‘I Have an Obligation to Shine a Spotlight on It’.
Nils Melzer is the current United Nations Special Rapporteur on Torture and Other Cruel, Inhuman or Degrading Treatment or Punishment, an expansive title that fits both the scope and gravity of his work.
As he explained to an engaged audience of students and faculty during a recent visit to the School of Public Health hosted by the Center for Health Law, Ethics & Human Rights on October 16, his role provides a unique autonomy that aids in responding to reports of torture, no matter the location.
“I don’t have to make compromises politically. I don’t have a government giving me orders,” Melzer said. “I have a pledge that will not take any instructions from any state, any organization, or any individual on what I will actually say. I’m an independent expert. So, what I try to do is to pull out topics that have remained under the radar, or that are politically delicate to address for states or organizations for whatever reason, and to put a spotlight on them if I feel it’s necessary to protect people from torture.”
Melzer explained that mass migration between countries is a major concern for his small, three-person office, as vulnerable migrants are often exposed to abuse along their journey. Of the “drama” along the Southern US border, Melzer said, that “is the end of a long journey that’s filled with drama.”
For migrant women passing through Mexico, the probability of rape is about 75 percent, Melzer said, and women frequently take long-acting contraceptive shots before undertaking the dangerous trek to the US. In Libya, the rate of rape is more than 90 percent for migrant women.
Melzer, who is also the human rights chair of the Geneva Academy of International Humanitarian Law and Human Rights, singled out Libya as a hotbed of another odious type of cruel treatment: the harvesting of human organs for sale. Organized criminal groups, some with well-organized and possibly official support, prey upon migrants passing through the country.
“I have to say I lack words sometimes,” Melzer said. “The research I do and what happens to migrants around the world is just… It left me speechless, what human beings can do to human beings, and especially to human beings that fall in the gap between jurisdictions because there’s no one that wants to protect them.”
Many of those unprotected are also victims of domestic violence, especially in countries where long-standing cultural practices compete with established laws.
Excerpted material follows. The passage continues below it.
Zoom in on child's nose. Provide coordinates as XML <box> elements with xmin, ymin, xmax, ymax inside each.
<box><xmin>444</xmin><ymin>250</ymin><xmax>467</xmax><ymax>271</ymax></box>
After being exposed to research on domestic violence by a colleague who reports on it, Melzer was shocked by the sheer numbers. In 2018, there were about 70,000 femicides worldwide, and of these about 50,000 killings were done by family members, Melzer said.
“About the same number of people every year die, are injured or otherwise harmed by domestic violence than all wars taken together. It’s incredible,” Melzer said. “About one billion children in the world, one billion children, have experienced abuse at home. So, this is outrageous in terms of scale. It’s absolutely on par with armed conflict. But, in the UN Charter, it says that a war is the ‘scourge of mankind’—and domestic violence is never, ever even mentioned.”
Melzer worries that the inhumanity of domestic violence and abuse will linger, with pervasive generational effects that may hinder young people from acting humanely when they become adults.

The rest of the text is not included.